One of the services we offer at Samuchit Enviro Tech is to provide solutions to deal with organic waste at household level. People are often surprised that we do not offer composting in our range of solutions. The two solutions that we offer are: Garden waste to charcoal and Kitchen waste to biogas (http://www.samuchit.com/waste-disposal-technologies). Both the solutions are focused on converting organic waste into energy, although charcoal can be used in a variety of other ways too. We are now working on adding another solution to this - using kitchen waste as non-composted green manure for the kitchen/terrace garden.
Why have we taken a path different from what most people recommend for in house organic waste management? That is because we do not think of the organic matter as waste - something to be 'dealt' with in whatever way that is most economical, and be grateful for what little benefit it delivers as a bonus. We think of the organic matter as a resource, and have focused on getting the maximum benefit out of it for the user. Organic 'waste' is a typical urban problem - in rural areas, the organic 'waste' of humans becomes the resource for other animals and creatures, who live in close proximity of the humans. So, if it is urban families that are generating the organic 'waste', the output of the 'waste management' process should be something that is useful to them directly. We believe that energy is a more universal need for urban families than fertilizer. The evidence can be seen from the fact that there are many housing complexes that are composting but struggling to sell the extra compost after utilising whatever they need for their own gardens.

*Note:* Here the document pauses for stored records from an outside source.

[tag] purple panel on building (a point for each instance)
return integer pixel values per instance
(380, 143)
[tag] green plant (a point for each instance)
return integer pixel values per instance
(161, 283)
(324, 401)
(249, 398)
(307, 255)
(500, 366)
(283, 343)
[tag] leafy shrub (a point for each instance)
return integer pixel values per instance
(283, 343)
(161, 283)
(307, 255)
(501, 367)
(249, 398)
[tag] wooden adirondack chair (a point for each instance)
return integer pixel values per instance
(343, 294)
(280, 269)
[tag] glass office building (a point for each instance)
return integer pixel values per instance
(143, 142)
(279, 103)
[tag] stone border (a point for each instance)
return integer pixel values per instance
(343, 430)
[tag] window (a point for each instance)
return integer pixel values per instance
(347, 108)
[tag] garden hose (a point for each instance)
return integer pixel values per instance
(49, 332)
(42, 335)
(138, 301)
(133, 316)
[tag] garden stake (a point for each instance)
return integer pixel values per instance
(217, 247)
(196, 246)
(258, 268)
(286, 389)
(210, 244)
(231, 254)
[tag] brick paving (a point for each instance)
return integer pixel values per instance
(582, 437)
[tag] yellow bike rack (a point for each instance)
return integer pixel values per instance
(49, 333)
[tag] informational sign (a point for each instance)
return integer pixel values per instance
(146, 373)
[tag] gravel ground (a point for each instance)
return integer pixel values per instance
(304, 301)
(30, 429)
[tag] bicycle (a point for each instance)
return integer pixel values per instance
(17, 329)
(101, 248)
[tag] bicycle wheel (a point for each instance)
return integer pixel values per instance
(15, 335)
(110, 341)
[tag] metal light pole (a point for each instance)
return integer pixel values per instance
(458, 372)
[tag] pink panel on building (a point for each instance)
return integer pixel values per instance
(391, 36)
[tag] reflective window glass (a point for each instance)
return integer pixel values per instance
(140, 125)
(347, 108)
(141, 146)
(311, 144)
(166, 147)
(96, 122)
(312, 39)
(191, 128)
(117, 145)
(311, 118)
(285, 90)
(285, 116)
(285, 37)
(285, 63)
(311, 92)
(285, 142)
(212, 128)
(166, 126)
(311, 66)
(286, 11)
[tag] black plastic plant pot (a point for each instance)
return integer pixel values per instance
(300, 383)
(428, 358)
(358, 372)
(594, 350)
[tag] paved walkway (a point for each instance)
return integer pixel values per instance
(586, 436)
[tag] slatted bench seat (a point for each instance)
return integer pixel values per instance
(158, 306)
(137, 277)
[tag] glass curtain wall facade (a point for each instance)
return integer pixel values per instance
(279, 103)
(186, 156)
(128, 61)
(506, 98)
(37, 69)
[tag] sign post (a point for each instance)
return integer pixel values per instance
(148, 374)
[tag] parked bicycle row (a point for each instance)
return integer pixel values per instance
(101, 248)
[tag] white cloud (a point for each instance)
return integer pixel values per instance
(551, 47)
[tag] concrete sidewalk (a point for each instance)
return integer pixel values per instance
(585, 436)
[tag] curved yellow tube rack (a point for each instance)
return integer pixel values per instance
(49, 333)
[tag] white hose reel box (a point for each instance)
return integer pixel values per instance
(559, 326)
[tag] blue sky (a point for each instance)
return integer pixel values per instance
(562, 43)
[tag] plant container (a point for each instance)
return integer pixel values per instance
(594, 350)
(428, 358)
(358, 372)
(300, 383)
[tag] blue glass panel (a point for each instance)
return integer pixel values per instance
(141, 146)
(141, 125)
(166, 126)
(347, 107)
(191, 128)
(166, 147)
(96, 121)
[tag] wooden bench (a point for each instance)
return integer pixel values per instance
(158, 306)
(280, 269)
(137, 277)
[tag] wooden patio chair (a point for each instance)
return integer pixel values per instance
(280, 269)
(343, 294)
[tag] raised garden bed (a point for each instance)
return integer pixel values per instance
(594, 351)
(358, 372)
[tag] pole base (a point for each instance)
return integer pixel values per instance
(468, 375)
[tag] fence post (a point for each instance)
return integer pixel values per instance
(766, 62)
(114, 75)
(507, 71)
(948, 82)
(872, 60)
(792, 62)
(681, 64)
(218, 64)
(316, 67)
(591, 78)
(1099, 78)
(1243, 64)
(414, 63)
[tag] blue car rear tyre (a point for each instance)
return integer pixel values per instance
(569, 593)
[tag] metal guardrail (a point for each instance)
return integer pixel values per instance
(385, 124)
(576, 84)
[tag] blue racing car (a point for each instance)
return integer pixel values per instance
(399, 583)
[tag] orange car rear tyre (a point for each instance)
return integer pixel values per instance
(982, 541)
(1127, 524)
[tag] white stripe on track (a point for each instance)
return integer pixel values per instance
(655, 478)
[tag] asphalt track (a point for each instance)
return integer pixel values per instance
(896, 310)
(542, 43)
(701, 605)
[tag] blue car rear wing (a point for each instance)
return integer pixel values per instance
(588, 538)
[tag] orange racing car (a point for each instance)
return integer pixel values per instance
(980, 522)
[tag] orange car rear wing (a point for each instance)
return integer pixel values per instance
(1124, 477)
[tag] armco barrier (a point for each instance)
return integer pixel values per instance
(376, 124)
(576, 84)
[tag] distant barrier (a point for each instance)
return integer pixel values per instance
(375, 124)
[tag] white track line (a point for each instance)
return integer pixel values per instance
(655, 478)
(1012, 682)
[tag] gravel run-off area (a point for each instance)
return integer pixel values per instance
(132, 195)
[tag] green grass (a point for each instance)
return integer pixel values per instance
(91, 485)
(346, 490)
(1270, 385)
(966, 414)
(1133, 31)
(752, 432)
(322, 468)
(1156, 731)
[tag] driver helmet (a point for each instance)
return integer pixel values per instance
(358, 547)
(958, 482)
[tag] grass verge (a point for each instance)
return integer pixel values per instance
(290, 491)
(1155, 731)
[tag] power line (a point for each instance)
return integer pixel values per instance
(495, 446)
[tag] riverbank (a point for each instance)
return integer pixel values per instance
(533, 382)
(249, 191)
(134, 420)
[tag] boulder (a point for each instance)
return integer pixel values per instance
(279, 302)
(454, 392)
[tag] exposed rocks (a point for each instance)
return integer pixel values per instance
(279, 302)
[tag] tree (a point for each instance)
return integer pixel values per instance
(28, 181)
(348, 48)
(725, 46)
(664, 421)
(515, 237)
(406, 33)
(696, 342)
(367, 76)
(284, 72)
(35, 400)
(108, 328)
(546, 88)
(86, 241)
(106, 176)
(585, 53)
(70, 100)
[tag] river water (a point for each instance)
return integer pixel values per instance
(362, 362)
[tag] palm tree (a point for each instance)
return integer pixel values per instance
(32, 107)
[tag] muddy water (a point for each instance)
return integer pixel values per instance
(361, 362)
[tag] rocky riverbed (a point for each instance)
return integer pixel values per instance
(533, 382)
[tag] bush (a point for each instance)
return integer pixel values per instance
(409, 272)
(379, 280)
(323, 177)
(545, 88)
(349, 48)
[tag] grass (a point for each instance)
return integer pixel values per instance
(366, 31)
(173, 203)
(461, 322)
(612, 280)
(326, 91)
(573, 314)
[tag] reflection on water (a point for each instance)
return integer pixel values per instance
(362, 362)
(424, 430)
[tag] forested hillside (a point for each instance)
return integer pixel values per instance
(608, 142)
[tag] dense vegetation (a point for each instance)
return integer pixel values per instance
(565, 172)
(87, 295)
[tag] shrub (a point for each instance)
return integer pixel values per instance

However, both biogas generation and charcoal making are processes that require investment - either of money, or time, or both. What if one is not willing to do so?
Even in that case, it makes more sense to put the organic matter in a non-composted form in potted plants in one's own balcony, than to go for composting. When organic material is composted, nearly all the carbon in it goes off in the atmosphere uselessly. What is left behind is the little bit of minerals from the organic matter and lignin which is nothing but nature's plastic - a mostly non-biodegradable material. Therefore the mass of the organic matter is greatly reduced, and the concentration of minerals slightly enhanced, but it is at the cost of the carbon that soil bacteria would have relished, and thrived on! As a result, the compost only helps replace chemical fertilizer. Its contribution to improving the inherent soil fertility is low and slow. On the other hand non-composted biomass directly mixed into the soil, will provide the necessary nutrition to the bacteria, improving the soil fertility and thus giving a much greater impact in terms of vigour of plant growth per gram of material put in the soil.
This approach has already been proven in agriculture. Many farmers are taking away organic waste (NOT compost) from garbage dumps to directly put in the farms. Our own experiments in the past have shown us good results. We are currently experimenting on this approach for an urban terrace garden. Have you tried something on these lines? Please do share your experiences!